Internal Revenue Service officials told the Times that they would not enforce the provision this year because they had yet to issue regulations for employers to follow.
Adopted nearly four years ago, the Affordable Care Act says employer-sponsored health plans cannot discriminate “in favor of highly compensated individuals” with respect to either eligibility or benefits. The law allows for a substantial tax break for employer-sponsored insurance, and lawmakers said employers should not provide more generous coverage to a select group of high-paid employees. Reaching that goal, however, has proved difficult.
The I.R.S. told the Times that they were wrestling with complicated factors like how to measure the value of employee health benefits, how to define “highly compensated” and what exactly constitutes discrimination.
Bruce I. Friedland, a spokesperson for the I.R.S., told the Times that employers would not have to comply until the agency issued regulations or other guidance.
President Barack Obama signed the health care law in March 2010. The ban on discriminatory health benefits was supposed to take effect six months later, but Administration officials reportedly said then that they needed more time to develop rules.

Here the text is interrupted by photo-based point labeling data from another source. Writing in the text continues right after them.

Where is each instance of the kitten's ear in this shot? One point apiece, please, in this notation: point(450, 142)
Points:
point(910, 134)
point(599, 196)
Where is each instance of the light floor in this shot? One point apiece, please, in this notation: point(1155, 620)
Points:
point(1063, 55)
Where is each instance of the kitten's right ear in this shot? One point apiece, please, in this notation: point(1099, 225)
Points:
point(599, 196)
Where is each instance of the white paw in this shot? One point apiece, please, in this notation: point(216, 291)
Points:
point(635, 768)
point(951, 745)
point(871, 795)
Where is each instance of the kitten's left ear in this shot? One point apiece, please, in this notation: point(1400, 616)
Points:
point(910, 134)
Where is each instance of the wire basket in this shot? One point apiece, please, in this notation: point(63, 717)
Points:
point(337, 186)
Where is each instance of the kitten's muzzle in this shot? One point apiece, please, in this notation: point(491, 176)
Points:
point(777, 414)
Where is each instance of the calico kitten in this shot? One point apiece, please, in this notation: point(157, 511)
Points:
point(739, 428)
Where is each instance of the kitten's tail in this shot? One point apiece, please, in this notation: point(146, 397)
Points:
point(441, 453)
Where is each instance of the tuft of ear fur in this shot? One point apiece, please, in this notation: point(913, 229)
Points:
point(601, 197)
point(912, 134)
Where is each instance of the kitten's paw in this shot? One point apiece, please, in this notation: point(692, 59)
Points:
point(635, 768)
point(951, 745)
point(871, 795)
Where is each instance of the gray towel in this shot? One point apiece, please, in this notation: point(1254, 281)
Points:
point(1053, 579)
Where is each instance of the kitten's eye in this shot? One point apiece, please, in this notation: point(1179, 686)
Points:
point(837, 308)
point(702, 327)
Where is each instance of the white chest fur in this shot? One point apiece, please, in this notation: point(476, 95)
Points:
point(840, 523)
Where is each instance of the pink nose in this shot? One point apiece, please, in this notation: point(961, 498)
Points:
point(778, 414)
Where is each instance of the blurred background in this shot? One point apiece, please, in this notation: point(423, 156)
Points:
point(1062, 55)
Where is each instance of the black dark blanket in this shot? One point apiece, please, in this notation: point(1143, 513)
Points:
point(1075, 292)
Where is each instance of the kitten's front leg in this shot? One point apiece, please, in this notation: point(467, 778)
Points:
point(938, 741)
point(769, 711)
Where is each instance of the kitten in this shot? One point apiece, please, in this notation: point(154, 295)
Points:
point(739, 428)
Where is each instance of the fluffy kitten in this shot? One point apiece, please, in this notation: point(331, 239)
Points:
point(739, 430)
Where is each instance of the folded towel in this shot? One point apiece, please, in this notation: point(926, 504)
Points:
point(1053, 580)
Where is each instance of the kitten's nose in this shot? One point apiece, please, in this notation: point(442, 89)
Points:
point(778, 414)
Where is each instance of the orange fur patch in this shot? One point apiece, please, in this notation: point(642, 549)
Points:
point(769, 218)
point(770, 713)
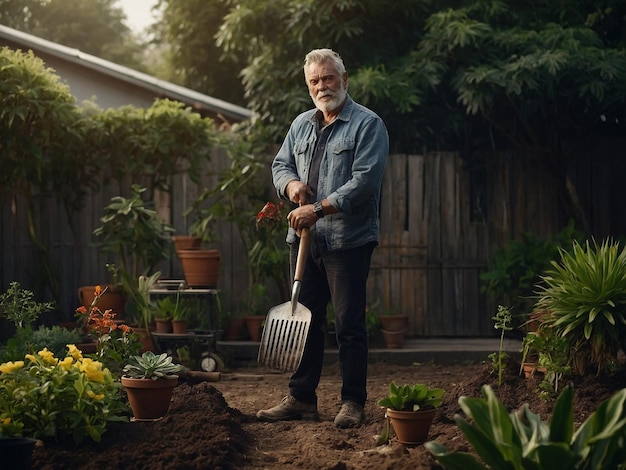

A law banning similar discrimination was adopted more than 30 years ago for employers who serve as their own insurers. Now it extends to employers who buy insurance from companies like Aetna, Cigna, Humana and WellPoint, or from local Blue Cross and Blue Shield plans, the Times reports.
“Under the Affordable Care Act, for the first time, all group health plans will be prohibited from offering coverage only to their highest-paid employees,” Erin Donar, a Treasury spokesperson, told the Times. “The Departments of Health and Human Services, Labor and the Treasury are working on rules that will implement this requirement.”
The equal coverage delay is the latest in series of extensions to hit the rollout of Obamacare, which is sure to become an issue during mid-term elections.
The White House has delayed a requirement that larger employers offer coverage to full-time employees and delayed online enrollment in the federal insurance exchange for small businesses. It waived major provisions of the 2010 health law so consumers could renew policies that would otherwise have been canceled or terminated because they did not meet the law’s coverage requirements.
Additionally, the administration announced that people with canceled insurance policies could obtain hardship exemptions shielding them from tax penalties if they went uncovered this year.
A thorny issue confronting the I.R.S. is whether an employer is in violation of the law if it offers the same health insurance to all employees but large numbers of low-paid workers turn down the offer and instead obtain coverage from other sources, like a health insurance exchange, the Times reports.